In the last several sections, we've concentrated on the virtual view of a Windows 2000 process—page tables, PTEs, and VADs. In the remainder of this chapter, we'll explain how Windows 2000 keeps a subset of virtual addresses in physical memory.
As you'll recall, the term used to describe a subset of virtual pages resident in physical memory is called a working set. There are two kinds of working sets—process working sets and the system working set.
NOTE
The kernel extensions to support Terminal Services for Windows 2000 (which supports multiple independent interactive user sessions on a single Windows 2000 server system) add a third type of working set: the session working set. A session consists of a set of processes as well as a session working set for kernel-mode session-specific data structures allocated by the kernel-mode part of the Win32 subsystem (Win32k.sys), the session working set's code and data, session paged pool, session mapped views, and other session-space device drivers.
Before examining the details of each type of working set, let's look at the overall policy for deciding which pages are brought into physical memory and how long they remain. After that, we'll explore the two types of working sets.
Virtual memory systems generally define three policies that dictate how (or when) paging is performed: a fetch policy, a placement policy, and a replacement policy.
A fetch policy determines when the pager brings a page from disk into memory.

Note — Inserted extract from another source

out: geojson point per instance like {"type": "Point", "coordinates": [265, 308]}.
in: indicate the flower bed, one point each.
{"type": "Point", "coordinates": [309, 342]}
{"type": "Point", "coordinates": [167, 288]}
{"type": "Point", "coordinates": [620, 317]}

One type of fetch policy attempts to load the pages a process will need before it asks for them. Other fetch policies, called demand-paging policies, load a page into physical memory only when a page fault occurs. In a demand-paging system, a process incurs many page faults when its threads first begin executing because the threads reference the initial set of pages they need to get going. Once this set of pages is loaded into memory, the paging activity of the process decreases.
NOTE
To optimize the startup time of an image, a tool named the Working Set Tuner has been provided in the Platform SDK. This utility reorders the pages in an executable image, placing them in the order in which they are referenced during image startup and thus decreasing load time.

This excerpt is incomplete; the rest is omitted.